Saturday, 19 March 2016

This mighty river used to be mightier

I love the varying moods of the Credit River in Mississauga, one of Lake Ontario's healthier rivers. A quick snow-melt and several days of rain have left the river high and the current swift, with possibly as much as 3x the volume as usual.


In some years the river is even higher. For example, the long and cold winter of 2014/2015 produced heavy ice that created an ice dam in Erindale Park during the spring, which flooded large parts of the river valley.

River break-up during the spring of 2015
Flooding in the Credit River valley in the spring of 2015
When the summer gets hot and dry the river is low, lazy and warm.
The Credit River in the summer of 2014, with Oscar and Mae Johnson hunting for aquatic invertebrates
As mighty and moody as this Credit River is today, there was a time not long ago when this river was even mightier - MUCH mightier! If you look at the first photo in this post, you can see the banks on the horizon from a time when this river was higher (30-40m higher) and wider - about 400m across at the spot where I took that picture!

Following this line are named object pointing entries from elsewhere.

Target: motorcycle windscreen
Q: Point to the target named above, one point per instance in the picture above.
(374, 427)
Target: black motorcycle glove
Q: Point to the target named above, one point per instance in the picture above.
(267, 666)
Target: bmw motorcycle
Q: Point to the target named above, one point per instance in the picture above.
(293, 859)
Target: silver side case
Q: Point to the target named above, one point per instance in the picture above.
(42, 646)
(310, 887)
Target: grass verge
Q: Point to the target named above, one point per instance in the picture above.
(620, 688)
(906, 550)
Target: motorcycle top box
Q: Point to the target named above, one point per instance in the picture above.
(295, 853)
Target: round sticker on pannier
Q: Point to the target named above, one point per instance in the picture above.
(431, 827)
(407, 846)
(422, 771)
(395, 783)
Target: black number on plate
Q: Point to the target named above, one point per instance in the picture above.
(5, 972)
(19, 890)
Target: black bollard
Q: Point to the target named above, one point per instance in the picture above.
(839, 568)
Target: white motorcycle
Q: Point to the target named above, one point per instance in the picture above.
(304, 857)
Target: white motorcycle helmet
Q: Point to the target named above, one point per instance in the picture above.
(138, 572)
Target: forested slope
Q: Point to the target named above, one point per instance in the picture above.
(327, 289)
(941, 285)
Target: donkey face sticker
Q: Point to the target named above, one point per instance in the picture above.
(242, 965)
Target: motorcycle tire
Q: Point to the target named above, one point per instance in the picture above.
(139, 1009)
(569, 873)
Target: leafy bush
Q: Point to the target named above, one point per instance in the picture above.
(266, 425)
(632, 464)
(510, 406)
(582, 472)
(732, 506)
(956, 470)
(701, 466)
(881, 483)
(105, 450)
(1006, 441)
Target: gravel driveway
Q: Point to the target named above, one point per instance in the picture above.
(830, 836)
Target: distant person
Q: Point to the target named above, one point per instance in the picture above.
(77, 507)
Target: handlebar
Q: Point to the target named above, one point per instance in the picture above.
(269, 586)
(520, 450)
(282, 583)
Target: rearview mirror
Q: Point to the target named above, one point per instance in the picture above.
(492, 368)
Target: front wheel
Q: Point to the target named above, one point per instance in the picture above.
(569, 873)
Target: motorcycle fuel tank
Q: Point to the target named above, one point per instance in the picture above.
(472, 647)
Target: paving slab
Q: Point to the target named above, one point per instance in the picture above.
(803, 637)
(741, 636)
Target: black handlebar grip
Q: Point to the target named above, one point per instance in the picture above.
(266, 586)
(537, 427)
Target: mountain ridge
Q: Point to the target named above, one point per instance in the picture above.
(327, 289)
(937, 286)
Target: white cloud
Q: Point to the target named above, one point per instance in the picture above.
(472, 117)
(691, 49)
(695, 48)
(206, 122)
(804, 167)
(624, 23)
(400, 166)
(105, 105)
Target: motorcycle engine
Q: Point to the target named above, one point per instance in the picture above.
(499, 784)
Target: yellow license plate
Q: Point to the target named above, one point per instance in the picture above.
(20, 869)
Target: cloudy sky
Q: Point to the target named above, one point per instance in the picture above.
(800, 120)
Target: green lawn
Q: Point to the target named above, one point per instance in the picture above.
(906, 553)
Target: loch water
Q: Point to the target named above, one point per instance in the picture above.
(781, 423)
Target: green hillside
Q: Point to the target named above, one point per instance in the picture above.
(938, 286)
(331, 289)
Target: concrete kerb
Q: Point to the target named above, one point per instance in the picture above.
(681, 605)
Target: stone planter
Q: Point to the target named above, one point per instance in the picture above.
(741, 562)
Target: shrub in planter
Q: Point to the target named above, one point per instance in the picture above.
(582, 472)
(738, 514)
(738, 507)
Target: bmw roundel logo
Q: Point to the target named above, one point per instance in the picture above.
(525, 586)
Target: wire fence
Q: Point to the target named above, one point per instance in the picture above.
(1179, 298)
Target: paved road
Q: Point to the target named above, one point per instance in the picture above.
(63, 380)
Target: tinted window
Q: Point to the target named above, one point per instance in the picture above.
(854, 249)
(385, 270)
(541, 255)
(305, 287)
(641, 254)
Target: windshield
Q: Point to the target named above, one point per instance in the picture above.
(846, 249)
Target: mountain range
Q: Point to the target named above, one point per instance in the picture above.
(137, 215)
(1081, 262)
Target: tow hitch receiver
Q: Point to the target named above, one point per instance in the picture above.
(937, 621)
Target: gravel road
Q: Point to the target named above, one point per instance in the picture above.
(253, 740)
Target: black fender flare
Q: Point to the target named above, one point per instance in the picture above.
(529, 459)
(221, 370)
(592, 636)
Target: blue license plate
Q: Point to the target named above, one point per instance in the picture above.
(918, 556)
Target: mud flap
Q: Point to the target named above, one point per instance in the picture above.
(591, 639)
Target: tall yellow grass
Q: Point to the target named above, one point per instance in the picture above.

When and how did this happen? If we roll back the clock 14-16 thousand years, this river valley didn't exist. There were no grasses, trees, deer or coyotes roaming the valley. Their ancestors were were further south beyond the glacier's reach, south of what is now Pennsylvania and Ohio. The would-be Credit Valley sat under 1-2km of the Wisconsin ice sheet. As the Earth warmed the glaciers began to melt and retreat further north. The melting glaciers gave way to large roaring rivers that that drained into Lake Iroquois, which would later become what is now Lake Ontario.  That is how our Credit Valley and all of the valleys along the north shore of Lake Ontario came to be; they were carved by these fierce rivers.

You can see the signs of this mightier river beyond the high banks in that first photo. As I walk up the valley to University of Toronto Mississauga, I see very young conglomerate rock made of gravel and sand cemented together right at the top of the valley, far beyond the reaches of today's river. These materials were the outwash of the large braided river that once ran here, just a few thousand years ago.
Conglomerate rock at the top of the Credit Valley, deposited by the river several thousand years ago. 
When I stand at the top of the valley, I sometimes like to close my eyes and imagine the river as it was in its glory, a mighty river with its banks lapping against the foundation of my house. When I open my eyes I see the river below as it is now, just a whisper of its former self. I wish I had a time machine.